Android tablet by Samsung

The Samsung Galaxy Tab 4 Education is a tablet computer in the Samsung Galaxy Tab series of tablets, announced and released by Samsung on May 16, 2014.

==Announcement==
Samsung announced the tablet in a press release saying that "Samsung is committed to powering education by empowering educators". The initial price of the tablet is set at #369.99 and is available through Samsung partnered channels for the time being. A tablet computer that is based on the popular Google Android-based operating system was launched with students in mind. It belongs to the fourth generation of tablets and comes in a 10.1 inch screen.

==Specifications==
Samsung has also announced that the device will support Google Play Store Education and will be compatible with Samsung School. With the support for multi-window, students would be able to do more in less time.

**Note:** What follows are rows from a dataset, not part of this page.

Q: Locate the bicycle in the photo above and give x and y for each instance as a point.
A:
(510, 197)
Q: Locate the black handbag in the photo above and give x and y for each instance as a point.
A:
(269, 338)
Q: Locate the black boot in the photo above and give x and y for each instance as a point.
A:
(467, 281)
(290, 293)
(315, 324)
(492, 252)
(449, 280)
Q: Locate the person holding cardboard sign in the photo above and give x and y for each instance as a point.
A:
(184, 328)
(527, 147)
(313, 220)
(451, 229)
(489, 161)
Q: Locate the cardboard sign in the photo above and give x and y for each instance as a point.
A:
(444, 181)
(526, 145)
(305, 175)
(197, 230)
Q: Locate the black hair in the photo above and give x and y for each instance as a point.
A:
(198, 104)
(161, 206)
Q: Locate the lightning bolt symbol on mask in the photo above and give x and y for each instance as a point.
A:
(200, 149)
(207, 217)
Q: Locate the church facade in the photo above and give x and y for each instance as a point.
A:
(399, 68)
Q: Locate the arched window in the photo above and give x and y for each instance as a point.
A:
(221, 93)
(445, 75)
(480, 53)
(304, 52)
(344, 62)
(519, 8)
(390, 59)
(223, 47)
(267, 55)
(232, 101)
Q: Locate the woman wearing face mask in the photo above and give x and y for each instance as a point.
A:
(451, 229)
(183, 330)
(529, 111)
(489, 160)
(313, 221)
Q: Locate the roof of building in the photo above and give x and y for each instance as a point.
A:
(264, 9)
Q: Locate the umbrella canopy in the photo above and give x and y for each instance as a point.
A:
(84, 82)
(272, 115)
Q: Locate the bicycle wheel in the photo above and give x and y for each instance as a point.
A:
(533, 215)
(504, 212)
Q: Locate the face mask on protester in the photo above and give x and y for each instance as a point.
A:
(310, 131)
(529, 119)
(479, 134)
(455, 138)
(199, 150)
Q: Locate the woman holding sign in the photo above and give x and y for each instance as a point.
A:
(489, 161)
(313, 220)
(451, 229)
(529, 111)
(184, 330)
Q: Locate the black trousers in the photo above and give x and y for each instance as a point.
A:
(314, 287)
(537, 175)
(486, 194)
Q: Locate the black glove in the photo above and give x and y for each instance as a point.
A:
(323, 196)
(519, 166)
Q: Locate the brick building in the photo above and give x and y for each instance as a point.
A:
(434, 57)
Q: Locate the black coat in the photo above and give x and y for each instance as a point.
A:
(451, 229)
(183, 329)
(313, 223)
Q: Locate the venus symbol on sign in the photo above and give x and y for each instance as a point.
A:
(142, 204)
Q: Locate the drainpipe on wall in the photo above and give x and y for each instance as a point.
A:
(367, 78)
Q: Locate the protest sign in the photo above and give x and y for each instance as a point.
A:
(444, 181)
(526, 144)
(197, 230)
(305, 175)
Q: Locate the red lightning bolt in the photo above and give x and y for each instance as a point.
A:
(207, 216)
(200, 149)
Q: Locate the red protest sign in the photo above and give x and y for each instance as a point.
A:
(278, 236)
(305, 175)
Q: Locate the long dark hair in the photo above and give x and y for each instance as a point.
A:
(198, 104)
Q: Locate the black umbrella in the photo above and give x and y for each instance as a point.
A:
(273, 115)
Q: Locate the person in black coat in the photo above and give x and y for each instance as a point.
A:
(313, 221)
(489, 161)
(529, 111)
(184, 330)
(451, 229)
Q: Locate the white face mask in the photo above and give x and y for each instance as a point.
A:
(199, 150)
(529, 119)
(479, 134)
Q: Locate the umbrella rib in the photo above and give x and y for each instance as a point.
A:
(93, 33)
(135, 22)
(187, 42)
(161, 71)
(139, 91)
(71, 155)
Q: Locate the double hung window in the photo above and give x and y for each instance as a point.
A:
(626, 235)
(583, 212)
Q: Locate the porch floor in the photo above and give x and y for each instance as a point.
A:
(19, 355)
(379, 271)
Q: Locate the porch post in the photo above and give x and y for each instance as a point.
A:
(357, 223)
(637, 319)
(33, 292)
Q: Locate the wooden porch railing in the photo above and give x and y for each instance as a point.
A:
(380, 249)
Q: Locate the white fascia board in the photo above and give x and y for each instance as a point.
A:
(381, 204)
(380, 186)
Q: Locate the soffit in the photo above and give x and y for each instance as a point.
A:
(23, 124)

1.2 GHz ARM processor and a modest 1.5GB RAM makes the device snappy enough for the purpose it was created. A battery life of up to 10 hrs, the device would also be able to connect to a bigger monitor so that teacher can share a student's work with all the students in a classroom using HDMI port.

The device will come in a ruggedized rubber which will allow better grip and a tougher use. This was made with students in mind. Galaxy Tab 4 Education comes standard with 16GB memory, with a MicroSD Card Slot for up to 64GB of additional storage.